Let’s back up: According to the Centers for Disease Control and Prevention, the norovirus is caught through contaminated food or water, or by touching contaminated surfaces. The virus causes stomach and intestine inflammation, and leads to nausea, stomach pain, vomiting, and diarrhea. Ugh. Sounds completely awful. And here’s another fact — norovirus is also commonly known as the “winter stomach bug,” so beware people.
The difference between the norovirus and influenza is that vaccines and anti-viral drugs can help to fight off influenza (which is known as the flu — symptoms including fever, sore throat, runny nose, headaches, coughing and fatigue), but not norovirus — unfortunately, that virus can only be lived out through lots of liquids. Since norovirus causes you to throw up, the losing all those fluids will leave you dehydrated, which is why it is so crucial to keep hydrated.
Now here’s the unlucky news. Just like influenza, a person can catch norovirus more than once in their life. The CDC says that “being infected by one type of norovirus may not protect you against other types.” Norovirus is commonly caught by eating food or drinking liquids that are contaminated, touching surfaces or objects that are contaminated, and having contact with someone who is infected. A person will be contagious of norovirus while they are sick, and even a few days after you recover from the illness.

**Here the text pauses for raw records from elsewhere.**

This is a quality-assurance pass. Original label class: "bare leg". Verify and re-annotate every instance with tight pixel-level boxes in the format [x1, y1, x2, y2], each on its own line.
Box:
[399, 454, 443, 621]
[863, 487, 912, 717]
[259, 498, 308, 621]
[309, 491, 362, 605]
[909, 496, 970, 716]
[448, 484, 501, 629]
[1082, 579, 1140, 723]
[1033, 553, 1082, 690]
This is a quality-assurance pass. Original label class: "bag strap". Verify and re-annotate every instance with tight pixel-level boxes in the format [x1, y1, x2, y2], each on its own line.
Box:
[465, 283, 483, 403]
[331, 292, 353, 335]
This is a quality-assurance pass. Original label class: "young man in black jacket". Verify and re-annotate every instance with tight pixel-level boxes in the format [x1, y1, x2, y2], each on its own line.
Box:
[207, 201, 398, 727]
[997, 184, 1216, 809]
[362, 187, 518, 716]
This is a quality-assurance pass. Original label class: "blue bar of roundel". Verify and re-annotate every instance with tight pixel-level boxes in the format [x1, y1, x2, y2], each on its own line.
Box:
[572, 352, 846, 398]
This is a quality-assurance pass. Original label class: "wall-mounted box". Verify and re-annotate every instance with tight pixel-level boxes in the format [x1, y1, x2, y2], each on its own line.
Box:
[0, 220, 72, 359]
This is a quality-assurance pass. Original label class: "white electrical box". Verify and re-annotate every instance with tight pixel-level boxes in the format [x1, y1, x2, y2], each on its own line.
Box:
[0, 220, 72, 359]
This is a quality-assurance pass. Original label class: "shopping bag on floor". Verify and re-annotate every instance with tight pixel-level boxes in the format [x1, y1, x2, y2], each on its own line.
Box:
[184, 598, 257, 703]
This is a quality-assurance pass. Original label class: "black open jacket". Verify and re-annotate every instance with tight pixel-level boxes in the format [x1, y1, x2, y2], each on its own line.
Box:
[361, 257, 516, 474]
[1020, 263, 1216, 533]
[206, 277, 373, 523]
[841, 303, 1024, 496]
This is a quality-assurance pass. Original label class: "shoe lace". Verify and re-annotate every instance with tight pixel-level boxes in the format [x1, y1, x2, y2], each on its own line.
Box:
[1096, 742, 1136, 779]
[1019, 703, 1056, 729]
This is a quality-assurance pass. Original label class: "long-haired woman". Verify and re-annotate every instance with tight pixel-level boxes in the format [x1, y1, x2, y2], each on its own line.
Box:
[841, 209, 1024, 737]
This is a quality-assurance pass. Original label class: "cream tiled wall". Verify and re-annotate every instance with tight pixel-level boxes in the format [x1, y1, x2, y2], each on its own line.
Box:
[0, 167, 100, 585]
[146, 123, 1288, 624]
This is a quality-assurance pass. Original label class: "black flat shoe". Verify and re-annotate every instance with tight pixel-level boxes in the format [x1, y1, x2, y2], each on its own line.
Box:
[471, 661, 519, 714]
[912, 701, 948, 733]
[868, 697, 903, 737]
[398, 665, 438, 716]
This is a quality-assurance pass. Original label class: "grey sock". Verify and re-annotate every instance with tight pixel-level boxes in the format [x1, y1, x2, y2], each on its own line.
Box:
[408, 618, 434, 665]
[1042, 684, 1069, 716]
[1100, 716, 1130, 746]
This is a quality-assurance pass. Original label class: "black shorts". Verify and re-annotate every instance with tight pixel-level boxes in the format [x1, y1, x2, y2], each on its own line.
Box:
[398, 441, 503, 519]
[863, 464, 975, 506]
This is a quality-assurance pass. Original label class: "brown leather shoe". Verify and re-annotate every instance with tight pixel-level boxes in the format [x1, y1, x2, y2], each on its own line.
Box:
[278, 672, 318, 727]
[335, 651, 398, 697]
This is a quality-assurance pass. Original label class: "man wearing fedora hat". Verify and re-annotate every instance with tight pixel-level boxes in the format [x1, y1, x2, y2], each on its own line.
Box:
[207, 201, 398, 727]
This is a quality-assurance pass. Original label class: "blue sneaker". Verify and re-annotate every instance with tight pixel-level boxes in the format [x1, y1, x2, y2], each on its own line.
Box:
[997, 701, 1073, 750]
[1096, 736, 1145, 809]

However, here’s the lucky news: There are a few lifestyle changes you can make to ensure that you are staying safely away from norovirus this winter. The first is the most common — wash your hands, especially after using the bathroom. Always wash your hands while preparing, eating, or handling any type of foods that you consume. Sure you can carry a hand sanitizer on you, but it isn’t a full proof substitute from thoroughly washing your hands. Make sure to always disinfect and clean surfaces (with bleach, if possible), and make sure that anyone who was sick with norovirus keeps a distance from others (even if they want to take care of people right after being sick). Give them at least a week.
OK, so maybe a lot of this sounds dramatic, and we are going to turn into some crazy germphobes over the next few months. But after looking at the horrific side effects that come with this nasty viral disease, I have a feeling it will be well worth it.
Editor's Note: This article has been updated from its original version.